Björk began writing this in 2019, in a cabin outside Reykjavík, initially conceiving it as a conceptual clarinet album. But Fossora eventually morphed into an Iceland album, taking the sense of an island nation, both elemental and yet cocooned – a feeling that was amplified by the arrival of the pandemic. She talks of that period as a comfort, feeling more rooted than ever, allowing further excavation of the choral and folk traditions she grew up with, as well as other pathways of disruption.

That disruption comes in many forms, from some of the beats provided by the Indonesian experimental duo Gabber Modus Operandi and their “biological techno”, to the matriarchal response to a traditionally patriarchal eulogy in ‘Sorrowful Soil’, where Björk and the choir Hamrahlíðarkórinn sing lovingly to her mother, “woven with a mother’s life force, this is emotional textile, self-sacrificial”. It is also there in the way she approaches the voice as instrument on the enlivening, celestial ‘Mycelia’.

‘Ovule’ is one of the album’s highlights, a trombone-driven treatise on three facets of our being: ideals, realities and darkness – all that must co-exist in life. It is also about how love can be found in less-obvious places, and how love is labour. That love is expressed so clearly in the musically voluptuous ‘Allow’, with its dancing flutes and loping beats that resemble a heartbeat finding its own unique rhythm.

‘Fagurt Er í Fjörðum’ (based around an eighteenth-century poem by Látra-Björg) with its delicate grace, refers us back to ‘Cocoon’ from Vespertine and its similarly immersive wash of beauty. ‘Fungal City’, with its strings-led vivacity and serpentwithfeet’s vocals, is lusciously light and dreamy. ‘Trölla-Gabba’ experiments with voices that trip into eerie, relentless beats, and ‘Freefall’ features elegant strings that seem to sigh and yearn. It is restless and illuminating. Title song ‘Fossora’ seamlessly marries the ancient and modern, addressing legacy and ancestry with plucky-sounding oboe resting its back on furious beats, as it bleeds and crashes, finding itself, ultimately, at a rave.
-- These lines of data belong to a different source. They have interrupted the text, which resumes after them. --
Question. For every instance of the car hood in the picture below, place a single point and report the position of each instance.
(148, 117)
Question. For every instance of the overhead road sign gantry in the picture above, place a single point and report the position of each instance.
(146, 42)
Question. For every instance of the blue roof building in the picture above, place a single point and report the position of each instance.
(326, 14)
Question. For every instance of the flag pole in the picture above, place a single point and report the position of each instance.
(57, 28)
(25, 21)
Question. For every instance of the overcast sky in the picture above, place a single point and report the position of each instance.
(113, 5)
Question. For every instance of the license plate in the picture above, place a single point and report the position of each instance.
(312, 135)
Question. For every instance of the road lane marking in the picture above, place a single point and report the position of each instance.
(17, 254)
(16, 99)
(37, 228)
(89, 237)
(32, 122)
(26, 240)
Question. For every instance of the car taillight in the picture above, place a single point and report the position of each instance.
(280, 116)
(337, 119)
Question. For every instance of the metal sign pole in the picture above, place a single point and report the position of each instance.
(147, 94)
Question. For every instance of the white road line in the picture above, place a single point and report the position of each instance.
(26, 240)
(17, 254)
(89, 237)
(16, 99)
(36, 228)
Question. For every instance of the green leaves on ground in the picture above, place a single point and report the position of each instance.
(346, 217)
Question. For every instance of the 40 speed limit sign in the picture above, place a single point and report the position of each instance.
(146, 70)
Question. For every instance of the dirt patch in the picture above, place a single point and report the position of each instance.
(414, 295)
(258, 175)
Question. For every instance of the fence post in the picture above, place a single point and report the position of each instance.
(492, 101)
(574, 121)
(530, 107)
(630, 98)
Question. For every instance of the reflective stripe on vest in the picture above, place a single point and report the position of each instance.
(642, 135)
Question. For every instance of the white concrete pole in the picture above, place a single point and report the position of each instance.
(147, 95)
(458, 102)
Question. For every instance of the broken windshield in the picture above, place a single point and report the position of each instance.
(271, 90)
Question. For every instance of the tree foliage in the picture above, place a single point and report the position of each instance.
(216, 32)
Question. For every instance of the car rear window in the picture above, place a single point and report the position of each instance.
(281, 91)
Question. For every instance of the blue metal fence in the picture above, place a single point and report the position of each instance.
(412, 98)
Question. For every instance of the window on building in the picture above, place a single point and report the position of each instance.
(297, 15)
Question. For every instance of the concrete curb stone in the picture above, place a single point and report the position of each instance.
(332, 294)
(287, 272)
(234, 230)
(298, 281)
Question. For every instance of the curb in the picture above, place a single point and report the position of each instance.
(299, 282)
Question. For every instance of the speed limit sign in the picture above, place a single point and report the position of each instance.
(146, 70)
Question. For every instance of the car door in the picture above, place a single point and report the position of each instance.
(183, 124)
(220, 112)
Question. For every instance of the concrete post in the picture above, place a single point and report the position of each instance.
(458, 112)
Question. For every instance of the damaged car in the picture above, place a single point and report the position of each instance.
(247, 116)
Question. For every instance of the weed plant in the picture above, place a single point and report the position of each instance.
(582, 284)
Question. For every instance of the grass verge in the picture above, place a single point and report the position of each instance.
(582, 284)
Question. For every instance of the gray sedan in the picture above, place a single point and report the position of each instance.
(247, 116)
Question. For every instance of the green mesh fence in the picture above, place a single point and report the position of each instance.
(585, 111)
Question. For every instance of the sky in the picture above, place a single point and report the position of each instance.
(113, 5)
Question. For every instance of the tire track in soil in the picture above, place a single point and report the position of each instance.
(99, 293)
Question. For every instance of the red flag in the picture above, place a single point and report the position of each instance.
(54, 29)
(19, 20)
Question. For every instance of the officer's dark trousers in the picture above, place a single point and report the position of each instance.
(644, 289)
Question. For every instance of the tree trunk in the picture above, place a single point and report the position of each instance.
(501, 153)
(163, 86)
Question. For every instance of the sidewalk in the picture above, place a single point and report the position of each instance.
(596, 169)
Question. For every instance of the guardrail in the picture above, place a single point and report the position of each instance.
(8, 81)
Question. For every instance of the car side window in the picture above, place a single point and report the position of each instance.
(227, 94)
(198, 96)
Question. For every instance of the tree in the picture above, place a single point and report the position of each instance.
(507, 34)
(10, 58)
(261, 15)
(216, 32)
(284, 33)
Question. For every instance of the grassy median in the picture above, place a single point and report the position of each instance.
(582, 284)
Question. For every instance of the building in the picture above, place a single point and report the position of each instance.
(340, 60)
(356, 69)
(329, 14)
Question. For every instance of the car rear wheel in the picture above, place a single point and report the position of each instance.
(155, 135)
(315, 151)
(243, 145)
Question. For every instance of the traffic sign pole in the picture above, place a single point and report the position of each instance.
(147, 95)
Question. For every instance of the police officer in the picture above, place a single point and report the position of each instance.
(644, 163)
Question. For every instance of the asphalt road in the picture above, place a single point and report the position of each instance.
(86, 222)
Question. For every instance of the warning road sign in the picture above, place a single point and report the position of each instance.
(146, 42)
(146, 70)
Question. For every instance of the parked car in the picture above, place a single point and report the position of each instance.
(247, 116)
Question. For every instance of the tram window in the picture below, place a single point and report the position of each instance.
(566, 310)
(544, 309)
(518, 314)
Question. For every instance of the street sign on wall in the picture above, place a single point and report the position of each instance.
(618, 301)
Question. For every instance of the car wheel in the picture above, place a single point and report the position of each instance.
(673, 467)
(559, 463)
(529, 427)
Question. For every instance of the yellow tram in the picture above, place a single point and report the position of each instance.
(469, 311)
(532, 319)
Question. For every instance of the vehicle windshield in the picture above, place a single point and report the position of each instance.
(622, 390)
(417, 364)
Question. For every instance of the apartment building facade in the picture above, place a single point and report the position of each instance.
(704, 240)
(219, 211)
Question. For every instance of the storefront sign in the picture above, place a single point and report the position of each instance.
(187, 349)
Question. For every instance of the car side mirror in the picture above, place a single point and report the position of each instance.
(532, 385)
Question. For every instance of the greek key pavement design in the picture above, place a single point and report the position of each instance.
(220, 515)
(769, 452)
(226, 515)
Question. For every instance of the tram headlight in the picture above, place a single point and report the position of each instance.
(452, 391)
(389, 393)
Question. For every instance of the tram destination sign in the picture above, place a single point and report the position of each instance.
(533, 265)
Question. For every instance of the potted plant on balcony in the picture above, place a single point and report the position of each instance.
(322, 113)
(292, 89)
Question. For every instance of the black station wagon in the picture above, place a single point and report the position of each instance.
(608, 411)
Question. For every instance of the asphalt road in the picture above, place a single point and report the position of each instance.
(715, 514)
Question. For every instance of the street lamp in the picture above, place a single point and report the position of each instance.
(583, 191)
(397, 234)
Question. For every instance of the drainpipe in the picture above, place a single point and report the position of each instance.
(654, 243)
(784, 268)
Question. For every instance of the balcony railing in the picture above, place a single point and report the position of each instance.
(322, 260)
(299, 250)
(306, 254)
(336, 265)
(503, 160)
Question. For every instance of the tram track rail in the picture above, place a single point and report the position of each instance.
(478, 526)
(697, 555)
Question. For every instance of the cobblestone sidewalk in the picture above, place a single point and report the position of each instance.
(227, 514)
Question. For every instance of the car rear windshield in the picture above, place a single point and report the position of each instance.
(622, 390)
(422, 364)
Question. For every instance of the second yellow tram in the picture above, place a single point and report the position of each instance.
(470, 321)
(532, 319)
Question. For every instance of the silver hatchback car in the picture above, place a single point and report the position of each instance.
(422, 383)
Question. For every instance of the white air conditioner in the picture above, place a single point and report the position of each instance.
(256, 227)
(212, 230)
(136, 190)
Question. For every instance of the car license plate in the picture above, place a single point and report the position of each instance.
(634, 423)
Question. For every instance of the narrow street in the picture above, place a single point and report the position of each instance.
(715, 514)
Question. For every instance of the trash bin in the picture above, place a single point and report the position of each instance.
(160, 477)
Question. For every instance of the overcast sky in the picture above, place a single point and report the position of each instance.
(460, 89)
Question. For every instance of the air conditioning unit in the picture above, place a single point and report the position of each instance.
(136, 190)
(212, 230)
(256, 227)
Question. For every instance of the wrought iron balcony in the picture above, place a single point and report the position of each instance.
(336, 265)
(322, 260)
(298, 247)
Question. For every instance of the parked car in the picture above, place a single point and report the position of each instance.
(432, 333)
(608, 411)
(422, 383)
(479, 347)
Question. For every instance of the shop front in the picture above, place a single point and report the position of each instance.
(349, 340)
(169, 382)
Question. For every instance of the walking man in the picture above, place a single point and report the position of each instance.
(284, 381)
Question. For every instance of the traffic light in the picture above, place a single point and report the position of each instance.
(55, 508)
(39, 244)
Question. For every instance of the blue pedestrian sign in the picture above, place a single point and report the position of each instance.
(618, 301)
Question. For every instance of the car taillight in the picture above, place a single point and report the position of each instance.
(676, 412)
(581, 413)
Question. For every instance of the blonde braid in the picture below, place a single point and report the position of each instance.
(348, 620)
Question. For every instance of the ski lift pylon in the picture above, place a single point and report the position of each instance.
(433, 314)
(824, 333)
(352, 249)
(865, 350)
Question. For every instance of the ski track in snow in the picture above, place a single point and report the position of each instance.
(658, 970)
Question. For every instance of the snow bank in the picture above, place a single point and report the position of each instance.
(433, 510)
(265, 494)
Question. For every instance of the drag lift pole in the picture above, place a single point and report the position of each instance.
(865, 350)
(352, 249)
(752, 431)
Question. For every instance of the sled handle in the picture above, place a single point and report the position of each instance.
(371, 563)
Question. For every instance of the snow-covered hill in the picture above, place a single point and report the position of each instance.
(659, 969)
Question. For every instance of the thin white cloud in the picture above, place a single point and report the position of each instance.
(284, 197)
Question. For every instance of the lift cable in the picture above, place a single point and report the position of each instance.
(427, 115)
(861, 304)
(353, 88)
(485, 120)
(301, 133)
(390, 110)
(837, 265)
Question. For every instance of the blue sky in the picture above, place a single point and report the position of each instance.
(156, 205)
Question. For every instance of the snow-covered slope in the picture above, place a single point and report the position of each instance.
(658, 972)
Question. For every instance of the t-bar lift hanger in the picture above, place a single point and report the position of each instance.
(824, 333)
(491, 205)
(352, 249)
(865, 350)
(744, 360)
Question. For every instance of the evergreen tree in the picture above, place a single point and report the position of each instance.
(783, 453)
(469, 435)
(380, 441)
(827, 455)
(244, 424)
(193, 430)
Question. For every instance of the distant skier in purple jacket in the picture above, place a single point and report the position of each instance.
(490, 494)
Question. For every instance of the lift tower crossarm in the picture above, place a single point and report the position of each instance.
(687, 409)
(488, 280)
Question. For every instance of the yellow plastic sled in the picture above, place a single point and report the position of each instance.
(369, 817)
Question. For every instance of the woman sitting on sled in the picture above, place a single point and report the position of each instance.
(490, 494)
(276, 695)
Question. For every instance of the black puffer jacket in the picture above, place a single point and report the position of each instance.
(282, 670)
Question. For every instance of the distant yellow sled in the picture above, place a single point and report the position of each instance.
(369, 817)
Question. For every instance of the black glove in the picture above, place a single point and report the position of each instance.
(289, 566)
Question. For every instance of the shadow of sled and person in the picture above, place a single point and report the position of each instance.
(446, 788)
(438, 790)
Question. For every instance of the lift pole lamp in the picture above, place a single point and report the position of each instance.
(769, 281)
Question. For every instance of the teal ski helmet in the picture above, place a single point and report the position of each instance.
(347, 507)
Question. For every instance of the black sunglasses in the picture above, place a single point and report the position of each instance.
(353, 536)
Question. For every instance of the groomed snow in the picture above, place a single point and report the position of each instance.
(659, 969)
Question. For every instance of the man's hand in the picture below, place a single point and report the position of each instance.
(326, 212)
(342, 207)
‘Ancestress’ is one of many pinnacles from Björk’s storied career. It is a reckoning with regret, possibility, and responsibility, with its bursts of voices and bells, emerging seemingly out of the earth, careening into the sky. It is pure poetry. Aided by her son Sindri, it mirrors album closer ‘Her Mother’s House’, which folds in her clear-voiced daughter Doa, and a reedy cor anglais. That song is a love-letter of sorts, about the dynamic between mothers and daughters. It is also a lament about a myriad of things – absences mainly – but it moves on many levels as Björk reaches to understand her daughter’s independence, as well as acknowledging her mother’s, and in turn, her own – creating a new kind of space.

Its clarity amid loving envelopment brings to mind Kate Bush’s ‘A Coral Room’ from 2005’s Aerial, where Bush meets grief for her mother in unexpected, flooring ways. “My mother and her little brown jug… it held her milk”. This too is the magic of Fossora, a gift of a record that simply devastates.

Björk has previously spoken of her love of The Diary of Anaïs Nin, because Nin was a female artist who fearlessly documented all stages of her life with equal, lyrical rigour. Mapping out her sensibility in Volume One: 1931–1934, she writes, “I disregard the proportions, the measures, the tempo of the ordinary world. I refuse to live in the ordinary world as ordinary women. To enter ordinary relationships. I want ecstasy. I am a neurotic – in the sense that I live in my world.”

Like Nin, Björk is perhaps an accidental teacher, but she is a natural one, part of a tradition of incredible artists that create an environment of their own in which to thrive and thrash. It is an environment that invites us in too, which itself is a kind of devotional act.